The project above concerned the energy costs of sending a signal. In ongoing work we are studying the energy costs of receiving a signal. Building on studies of bacterial chemoreception, starting with Berg and Purcell (1977), we have found a trade-off between energy, accuracy and time required to estimate chemical concentration using a physical receptor. We understood how the uncertainty of this estimate is affected by energy consumption depends on the different levels of detail with which downstream processes can observe the receptor.
High-dimensional statistics
One of the perils of high-dimensional data analysis is creating illusions of structure in noise. The methods of statistical physics can be used to analyse these effects, especially the behaviour of null models.

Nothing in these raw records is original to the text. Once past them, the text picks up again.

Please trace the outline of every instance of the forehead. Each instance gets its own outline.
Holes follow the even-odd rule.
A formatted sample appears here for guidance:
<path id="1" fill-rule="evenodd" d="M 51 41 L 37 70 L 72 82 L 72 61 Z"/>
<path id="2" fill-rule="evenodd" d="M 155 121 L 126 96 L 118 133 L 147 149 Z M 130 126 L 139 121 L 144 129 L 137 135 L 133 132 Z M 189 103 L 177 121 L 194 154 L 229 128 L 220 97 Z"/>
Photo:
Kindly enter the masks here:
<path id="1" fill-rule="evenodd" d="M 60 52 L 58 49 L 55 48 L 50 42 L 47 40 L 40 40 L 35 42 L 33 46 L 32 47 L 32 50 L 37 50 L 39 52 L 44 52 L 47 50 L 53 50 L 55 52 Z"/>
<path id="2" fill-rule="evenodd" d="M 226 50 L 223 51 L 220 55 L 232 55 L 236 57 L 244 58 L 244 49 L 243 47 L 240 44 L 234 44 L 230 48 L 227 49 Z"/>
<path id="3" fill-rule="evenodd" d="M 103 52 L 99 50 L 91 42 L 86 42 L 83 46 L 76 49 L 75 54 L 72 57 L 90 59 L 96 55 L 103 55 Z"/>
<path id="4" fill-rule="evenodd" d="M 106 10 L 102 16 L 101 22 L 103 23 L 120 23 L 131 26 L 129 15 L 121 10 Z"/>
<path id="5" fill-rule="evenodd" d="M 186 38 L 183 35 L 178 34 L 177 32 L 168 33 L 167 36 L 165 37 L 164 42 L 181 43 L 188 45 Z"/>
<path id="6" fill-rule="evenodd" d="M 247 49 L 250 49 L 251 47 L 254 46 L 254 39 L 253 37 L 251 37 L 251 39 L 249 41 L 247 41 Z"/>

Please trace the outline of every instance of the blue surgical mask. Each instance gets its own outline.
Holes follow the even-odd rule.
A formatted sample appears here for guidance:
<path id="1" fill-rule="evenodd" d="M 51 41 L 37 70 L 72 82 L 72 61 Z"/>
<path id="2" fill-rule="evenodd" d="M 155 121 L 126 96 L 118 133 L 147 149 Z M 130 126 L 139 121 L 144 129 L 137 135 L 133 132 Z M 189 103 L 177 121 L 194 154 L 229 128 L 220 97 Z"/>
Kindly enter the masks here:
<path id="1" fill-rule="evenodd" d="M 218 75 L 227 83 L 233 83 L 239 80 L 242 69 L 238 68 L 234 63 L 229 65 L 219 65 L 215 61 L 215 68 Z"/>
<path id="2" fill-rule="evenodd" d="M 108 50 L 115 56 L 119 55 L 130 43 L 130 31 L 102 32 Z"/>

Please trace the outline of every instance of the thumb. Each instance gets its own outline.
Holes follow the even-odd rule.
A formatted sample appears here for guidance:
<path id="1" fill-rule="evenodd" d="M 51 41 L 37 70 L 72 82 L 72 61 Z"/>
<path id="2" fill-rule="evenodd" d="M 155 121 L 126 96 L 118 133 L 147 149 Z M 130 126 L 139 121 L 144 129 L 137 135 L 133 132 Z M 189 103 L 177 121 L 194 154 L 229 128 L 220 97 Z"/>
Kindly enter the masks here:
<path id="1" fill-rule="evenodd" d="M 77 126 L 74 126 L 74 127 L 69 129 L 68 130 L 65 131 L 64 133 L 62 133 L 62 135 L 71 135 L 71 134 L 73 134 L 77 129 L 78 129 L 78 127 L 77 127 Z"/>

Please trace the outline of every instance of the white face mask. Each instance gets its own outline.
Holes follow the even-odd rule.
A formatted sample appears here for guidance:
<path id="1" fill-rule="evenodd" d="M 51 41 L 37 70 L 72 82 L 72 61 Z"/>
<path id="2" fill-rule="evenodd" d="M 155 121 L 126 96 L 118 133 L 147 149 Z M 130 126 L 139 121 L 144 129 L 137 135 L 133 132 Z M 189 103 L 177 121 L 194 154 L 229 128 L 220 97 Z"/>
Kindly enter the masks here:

One way of alleviating the “curse of dimensionality” is dimensionality reduction. As demonstrated in the field of compressed sensing, random dimensionality reduction can be equally effective, without the risk of generating illusions of structure. Previous theoretical work on random projections has produced very loose bounds on their efficacy, possibly because they demand that they apply to arbitrarily ill-conditioned data models. In our work, we performed this analysis on an ensemble of random manifolds. By focusing on manifolds with high probability we were able to produce much tighter bounds.
In another project we applied this line of reasoning to neural recordings. Because we usually record a tiny fraction of the neurons of interest (typically in the hundreds out of millions/billions), they can be thought of as a projection. In this paper, we use random projection ideas to argue that, for questions about population dynamics, the onerous task of spike-sorting is not necessary.